The marriage between Signa’s real estate knowledge and Central’s retail knowledge had been “an unusual combination, but also very complementary”, said a person who knows both groups.

The partnership goes back to Signa’s acquisition in 2014 of KaDeWe in Berlin and other top stores Alsterhaus in Hamburg and Oberpollinger in Munich, whose activities it took over as part of the insolvent retail group Karstadt.

After designing the luxury stores to form a KaDeWe group, Signa’s leaders, led by founder René Benko, needed a partner in Europe who knew how to run premium retail, thinking of France’s Galeries Lafayette and Italy’s Rinascente.

Central, owned by Bangkok’s Chirathivat family, had bought Rinascente in 2011. They then installed family members in management along with Vittorio Radice, a former Selfridges chief executive who oversaw a transformation of the company when he ran it in 1996-2003 and today acts as Central’s. CEO of Europe.

Central operates many of Thailand’s most exclusive shops and malls and was a pioneer in integrating food and beverage with retail, as well as recognizing – and catering to – luxury retail as a global phenomenon.

According to a person familiar with Central’s thinking, the group was looking for a partner with a longer perspective than private equity investors. Central did not respond to a request for interview.

Signa’s leaders knew Radice and through him made contact with the Chirathivates. In 2015, the Austrians sold 50.1 percent of the KaDeWe business to Central and retained ownership of the property.

On Globus and Selfridges’ acquisitions, the management and the property’s ownership are evenly distributed.

The partners have invested more than € 600 million. in KaDeWe, complete renovation and remodeling of the German stores. They brought in luxury brands like Louis Vuitton, Dior and Balenciaga and put a lot of pressure on online retail.

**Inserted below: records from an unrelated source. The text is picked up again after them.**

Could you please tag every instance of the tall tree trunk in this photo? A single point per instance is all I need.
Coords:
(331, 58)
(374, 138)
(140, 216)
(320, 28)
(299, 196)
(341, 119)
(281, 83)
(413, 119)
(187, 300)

At Globus, they installed a rooftop restaurant in its flagship store and built a brand new store in Bern.

Relations between their stock families have grown. Before the pandemic, the chirathivates and their European partners met four times a year, alternating between Asia and Europe, and after business meetings with a day of socializing with family members. “We are a very professional partnership, but we are also in a very close friendship, strongly based on the same values,” Berninghaus said.

The Selfridges deal comes at an unusually tough time for retail, where the pandemic and challenges of online shopping have raised questions about whether groups like Signa can continue to borrow and invest in anticipation of rising valuations.

Separately, Benko was recently one of 12 people mentioned in an Austrian criminal indictment over a corruption scandal involving Green Party politician Christoph Chorherr, in which prosecutors claim donations to a charity were swapped for political services. Chorherr and Benko, through a spokesman, have denied having made any mistakes, saying the donations were not related to any business.

The Selfridges acquisition, which is subject to antitrust approvals in the EU and the UK, will bring Signa and media cloud Central further in the international spotlight.